Baby Cubano

Sharing a table in Trinidad, Cuba, the I made eye contact with this frowning baby. We were sitting in a restaurant called La Redacción, formerly a Bautista-days newspaper office in 400-year-old Trinidad. The baby, sitting on his silenced typewriter, and the salt & pepper shakers propped up the napkins on our table. The about-to-cry child stared me down. I saw “LA REDACCIÓN” upper-cased across his typewriter’s paper table.  He came home with us to become as close as I will get to “branding.”
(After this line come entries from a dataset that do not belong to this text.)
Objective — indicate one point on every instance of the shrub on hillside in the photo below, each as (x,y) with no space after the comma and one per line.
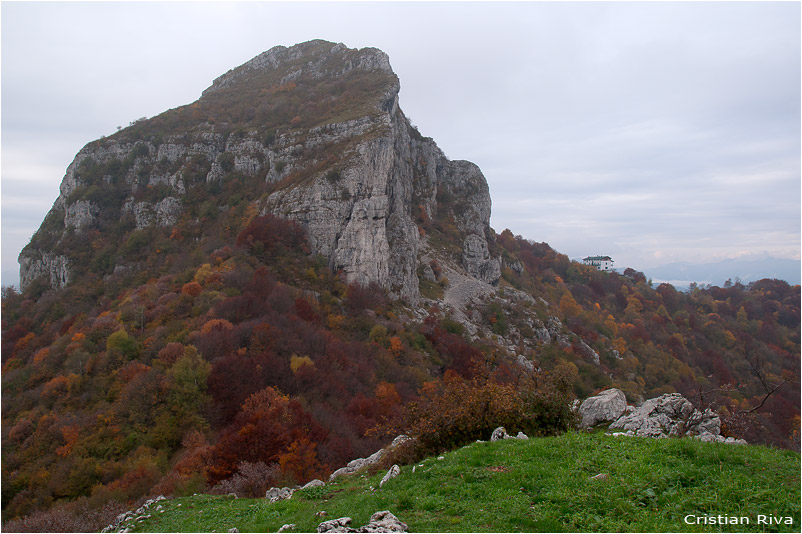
(454,411)
(268,234)
(252,479)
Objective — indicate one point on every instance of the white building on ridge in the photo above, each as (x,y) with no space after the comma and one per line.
(602,263)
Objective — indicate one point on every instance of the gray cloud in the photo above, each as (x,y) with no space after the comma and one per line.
(653,132)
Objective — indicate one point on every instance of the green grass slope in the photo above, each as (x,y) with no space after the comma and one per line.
(539,485)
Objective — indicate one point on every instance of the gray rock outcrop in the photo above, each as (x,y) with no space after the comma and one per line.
(668,415)
(393,472)
(605,407)
(359,464)
(279,494)
(316,483)
(383,521)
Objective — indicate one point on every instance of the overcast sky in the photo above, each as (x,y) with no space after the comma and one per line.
(650,132)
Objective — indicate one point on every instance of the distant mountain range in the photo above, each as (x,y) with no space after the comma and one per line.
(749,269)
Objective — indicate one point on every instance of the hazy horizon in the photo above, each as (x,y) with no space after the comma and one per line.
(651,132)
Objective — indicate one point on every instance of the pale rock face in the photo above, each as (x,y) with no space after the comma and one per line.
(80,214)
(164,213)
(54,268)
(607,406)
(477,261)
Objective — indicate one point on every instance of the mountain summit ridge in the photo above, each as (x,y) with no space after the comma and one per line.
(316,130)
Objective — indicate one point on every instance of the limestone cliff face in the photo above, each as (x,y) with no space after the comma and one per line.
(319,126)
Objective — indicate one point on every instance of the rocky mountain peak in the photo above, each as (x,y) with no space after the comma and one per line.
(311,133)
(316,58)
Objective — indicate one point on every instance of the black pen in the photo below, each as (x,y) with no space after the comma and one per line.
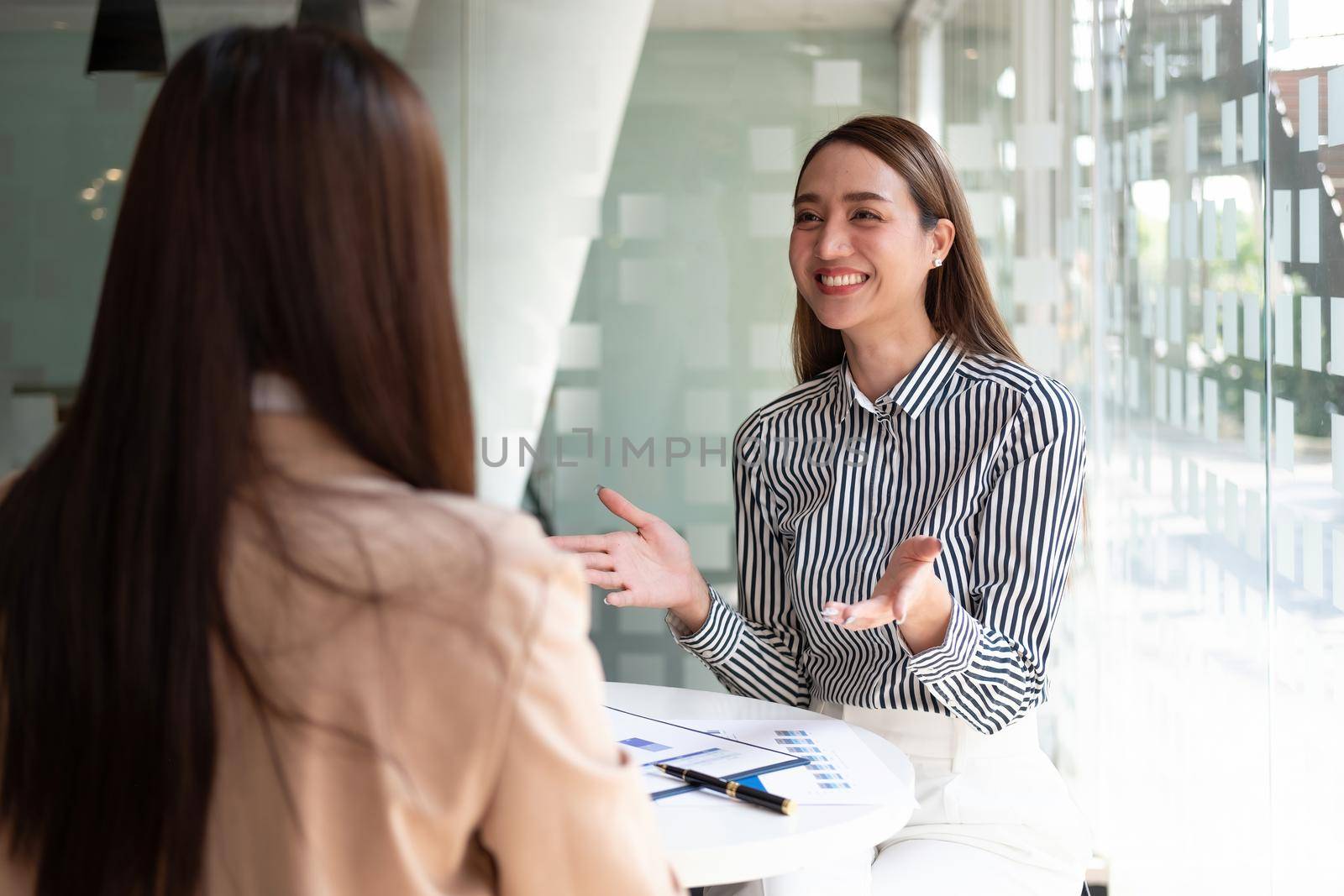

So Cuba:  in 2015, the government provided everybody free food, free education, free healthcare, a free roof over la cabeza, and a monthly stipend worth about $24 USD. Working for a living optional. There was no toilet paper to be had.

 

The Cuban government also provided a good-as-free ferry across Havana Bay. At the Havana-side terminal, three uniformed men guarded with machine guns, collected fares and served as ferry deck hands. The ferry was a steel barge about 40’long X 30’wide. We boarded through a single-wide steel door which was locked behind the 100 or so Cubanos and other tourists with whom we took the 5-minute ride. Looking back at Havana through heavily-screened windows, we realized our ferry was – no question - a death trap.

 

 

Returning from the Hershey Train side of the bay, the uniformed man who unblinkingly extorted from tourists a greatly exaggerated return fare, stuffed the bills in his shirt pocket fast as he could.

 

So the machine guns on the Havana side. The story is, some years earlier, that same scary ferry had been hijacked to Miami.

  

In 2015, Tourism was going nuts in Cuba – like 4 million, largely Europeans/yr. Huge capital was being invested by somebody to restore all the crumbling pre-Castro Spanish Colonial architecture in Old Havana. There was virtually no crime and not much more spoken English. Covid killed all that. The current exodus is en-mass. Pobre Cuba.